Internals of Spark Streaming

Some context…

As the title of the post suggests, this is not a Spark streaming primer. Frankly, this post is written for an audience who seeks to enhance a foundation of knowledge that has already been established on Spark and Spark streaming. I also find a surprising number of developers programming in Spark streaming without knowing the inner workings. Not just ‘hello world’ , they are writing code for production systems. It is not wrong but I believe a lot of design  and performance decisions can be well made if you know the internals of any open source framework.

However, if you are a Spark newbie, don’t throw this post against the wall and curse me just yet.  Here are couple of good resources for you to start with

  1. Apache Spark programming guide is the go to resource if you don’t have the foundation yet. 
  2. Apache Spark streaming guide is the best resource available and close to a primer

You already got the basics and ready ? read on.Here we go, we are going to consider a Spark streaming example which reads data from Kafka and does some processing on it.

import kafka.serializer.StringDecoder
import org.apache.spark.SparkConf
import org.apache.spark.streaming.{Seconds, StreamingContext}
import org.apache.spark.streaming.kafka.KafkaUtils

val ssc = new StreamingContext(new SparkConf, Seconds(60))

// hostname:port for Kafka brokers, not Zookeeper
val kafkaParams = Map("" -> "localhost:9092,anotherhost:9092")
val topics = Set("sometopic", "anothertopic")
val stream = KafkaUtils.createDirectStream[String, String, StringDecoder, StringDecoder]( ssc, kafkaParams, topics)

I would like to show chain of events that are set in motion once you start a spark streaming context. It’s a busy diagram, just follow the sequence numbers and spend some time.

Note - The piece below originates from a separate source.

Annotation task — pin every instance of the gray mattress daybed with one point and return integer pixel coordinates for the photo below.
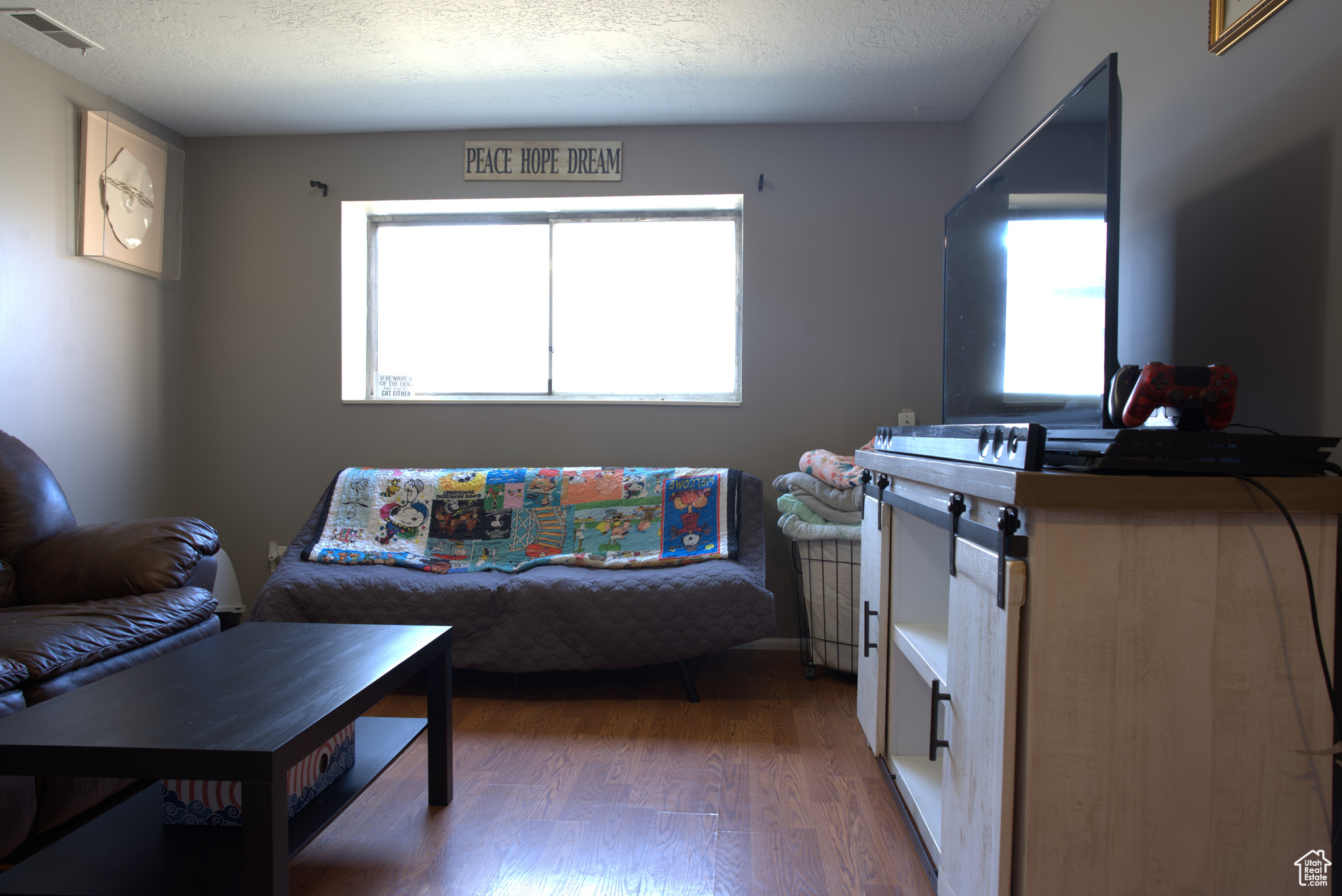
(548, 618)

Some of the details I brushed away intentionally

  • I haven’t explicitly shown a cluster manager as I am assuming a spark standalone deployment.
  • After step 4, the block meta data is written into fault tolerant log.
  • Today there is direct Kafka receiver is available without need for WAL or in-memory block replication, I have chosen to show a regular Kafka receiver for simplicity.

Some observations

  • Write-ahead logs (WALs) are nothing but fancy name for journals which RDBMs are using for a long time now.
  • Once WAL is configured all the data received will be synchronouslywritten into WAL – Depending on your fault tolerant storage deployment (lets assume HDFS) and the volume of the incoming streams throughput of the entire system can be impacted.
  • Reliable receivers ACK ONLY after data is written into WAL, and btw it is safe to turn off in-memory replication.
  • Put together a cluster for Spark streaming, cluster for a fault tolerant storage and cluster manager – The hardware requirements for your spark streaming data pipeline is not very less as projected or am I missing something ?
  • Upgrade options for spark app: shutdown with gracefully (option is available) , update code and start it again. But apps with using checkpoints cannot leverage upgrade option, not at least until 1.4, not very amusing.
  • Monitoring options for spark app: Programatic monitoring using StreamingListener with Events onBatchSubmitted, OnBatchStarted etc.sounds good.

Closing thoughts

Spark and hence spark streaming works on top of data-at-rest. The data-at-rest is stored in memory in the form of RDDs the primary abstraction that Spark has to offer. The processing is sent towards data.